The New York Times on Tuesday published an opinion piece by author Peter Schweizer titled “What Hunter Biden Did Was Legal — And That’s the Problem.” Seemingly disguised as concern about allegedly corrupt deals in Ukraine, the piece is really the latest maneuver in the Republican strategy of shielding President Donald Trump from his own scandals by redirecting attention to his political opponents — and it was written by a figure experienced in exactly this sort of misdirection.
And maybe the worst part: This isn’t even the first time that the Times and Schweizer have teamed up like this.
Schweizer is described in the author information at the end of the piece as follows: “Peter Schweizer, an investigative journalist, is the author, most recently, of ‘Secret Empires: How the American Political Class Hides Corruption and Enriches Family and Friends.’”
There’s no mention of Schweizer’s current status as a senior contributor at Breitbart, the right-wing website once headed up by former Trump strategist Steve Bannon. The site promotes far-right and white nationalist theories, such as the purported “great replacement” theory, which was the topic of an article just last week. (While promoting the op-ed on Fox Business, Schweizer was also introduced as president of the Government Accountability Institute, which has close ties to Breitbart.)
As for the Times piece itself, there’s an obvious blind spot in its supposed concern about political families enriching themselves: The name “Trump” comes up exactly once — but not in reference to any of the well-documented instances of President Donald Trump and his family enriching themselves off of his government position. Instead, Schweizer mentions Trump in a reference to his cabinet member Elaine Chao, the wife of Senate Majority Leader Mitch McConnell (R-KY).
“The Bidens are hardly alone,” Schweizer writes, before laying out an overview of the business dealings of Chao’s father, James Chao.
By selecting a Republican other than Trump to be a sort of lightning rod, Schweizer thus gives the piece a pretense of bipartisan concern — while then redirecting that concern right back at the Biden family.
“Last month, the House Oversight and Reform Committee started an investigation into whether Secretary Chao has leveraged her government positions to benefit her family,” Schweizer writes. “But so far there is no investigation into Joe and Hunter Biden.”
Indeed, Schweizer pulled the same trick of offering seeming bipartisan concerns against a Republican in 2015 when he had just written a book attacking Democratic presidential candidate Hillary Clinton. (Back then, his chosen Republican target was Jeb Bush.) Schweizer’s book Clinton Cash became notorious for its many factual errors — its publisher sent out an updated version on the Kindle platform, attempting to make some “factual corrections” — but it still enjoyed a friendly public reception.
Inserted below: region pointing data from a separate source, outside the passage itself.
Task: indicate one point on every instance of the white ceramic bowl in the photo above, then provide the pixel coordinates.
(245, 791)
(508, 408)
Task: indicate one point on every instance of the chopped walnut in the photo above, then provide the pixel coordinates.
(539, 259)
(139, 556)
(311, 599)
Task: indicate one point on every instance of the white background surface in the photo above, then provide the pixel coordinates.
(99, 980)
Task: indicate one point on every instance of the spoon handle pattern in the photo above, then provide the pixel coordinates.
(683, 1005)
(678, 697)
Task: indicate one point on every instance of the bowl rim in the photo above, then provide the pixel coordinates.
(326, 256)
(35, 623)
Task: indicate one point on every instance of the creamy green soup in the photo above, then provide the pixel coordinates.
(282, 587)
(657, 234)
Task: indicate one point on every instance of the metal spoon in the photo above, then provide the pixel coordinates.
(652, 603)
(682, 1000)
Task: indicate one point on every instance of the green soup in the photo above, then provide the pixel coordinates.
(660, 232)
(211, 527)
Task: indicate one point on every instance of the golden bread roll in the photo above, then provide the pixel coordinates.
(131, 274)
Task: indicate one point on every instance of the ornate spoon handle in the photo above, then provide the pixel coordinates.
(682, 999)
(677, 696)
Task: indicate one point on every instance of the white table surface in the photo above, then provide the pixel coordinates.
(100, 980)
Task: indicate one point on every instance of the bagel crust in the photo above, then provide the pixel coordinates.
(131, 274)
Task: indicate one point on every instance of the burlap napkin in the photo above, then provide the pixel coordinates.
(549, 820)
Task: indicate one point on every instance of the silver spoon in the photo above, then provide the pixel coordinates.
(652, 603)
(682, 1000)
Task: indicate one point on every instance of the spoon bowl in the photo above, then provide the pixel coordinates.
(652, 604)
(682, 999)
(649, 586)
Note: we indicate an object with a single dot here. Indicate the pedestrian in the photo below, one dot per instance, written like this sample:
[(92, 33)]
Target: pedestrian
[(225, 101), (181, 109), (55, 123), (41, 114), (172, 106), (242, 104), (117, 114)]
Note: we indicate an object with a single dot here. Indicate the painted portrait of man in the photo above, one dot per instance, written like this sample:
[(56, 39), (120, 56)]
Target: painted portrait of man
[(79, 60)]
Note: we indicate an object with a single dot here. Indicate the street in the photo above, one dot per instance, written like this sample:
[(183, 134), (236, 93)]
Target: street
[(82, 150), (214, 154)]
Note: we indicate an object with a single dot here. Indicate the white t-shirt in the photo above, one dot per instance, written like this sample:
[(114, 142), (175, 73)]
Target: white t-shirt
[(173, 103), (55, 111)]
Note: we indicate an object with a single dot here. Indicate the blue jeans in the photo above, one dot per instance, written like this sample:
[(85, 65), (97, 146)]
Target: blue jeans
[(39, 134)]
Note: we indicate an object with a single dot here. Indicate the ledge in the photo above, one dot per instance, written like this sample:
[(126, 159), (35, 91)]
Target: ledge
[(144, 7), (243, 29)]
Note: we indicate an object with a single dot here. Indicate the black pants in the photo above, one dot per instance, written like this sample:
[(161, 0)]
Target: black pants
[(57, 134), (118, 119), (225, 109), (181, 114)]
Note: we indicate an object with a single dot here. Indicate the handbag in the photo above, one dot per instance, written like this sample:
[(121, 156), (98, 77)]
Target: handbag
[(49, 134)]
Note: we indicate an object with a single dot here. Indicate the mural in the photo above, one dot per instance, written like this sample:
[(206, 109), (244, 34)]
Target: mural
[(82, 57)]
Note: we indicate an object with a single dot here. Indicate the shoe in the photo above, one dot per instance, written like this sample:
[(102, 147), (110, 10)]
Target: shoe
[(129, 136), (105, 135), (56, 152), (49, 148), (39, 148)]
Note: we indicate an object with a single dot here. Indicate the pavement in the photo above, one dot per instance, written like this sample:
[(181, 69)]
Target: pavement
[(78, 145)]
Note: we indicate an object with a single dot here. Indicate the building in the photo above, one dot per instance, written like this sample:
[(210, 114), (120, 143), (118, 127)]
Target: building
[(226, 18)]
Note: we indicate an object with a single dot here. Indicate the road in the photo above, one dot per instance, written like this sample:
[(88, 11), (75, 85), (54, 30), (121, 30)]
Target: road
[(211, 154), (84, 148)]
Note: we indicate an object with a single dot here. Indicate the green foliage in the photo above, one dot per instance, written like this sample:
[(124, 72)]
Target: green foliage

As Media Matters’ Matthew Gertz has written of Clinton Cash:
Several outlets, including The New York Times and The Washington Post, “made exclusive agreements” with Schweizer, receiving chapters of the book they could read and report out prior to its publication. Crucially, even when the resulting articles indicated that aspects of the story didn’t hold up, they still helped give the allegations oxygen.
When Gertz wrote that, just two weeks ago, Schweizer had not yet been able to repeat that feat with his latest book. Instead, he was appearing on Fox and relying on Trump’s personal attorney Rudy Giuliani to promote its many allegations during his own media appearances.
But now that he’s been given the honor of a published piece in The New York Times, Schweizer’s newest adventure in smearing Democratic presidential candidates can proceed with a luster of reputability.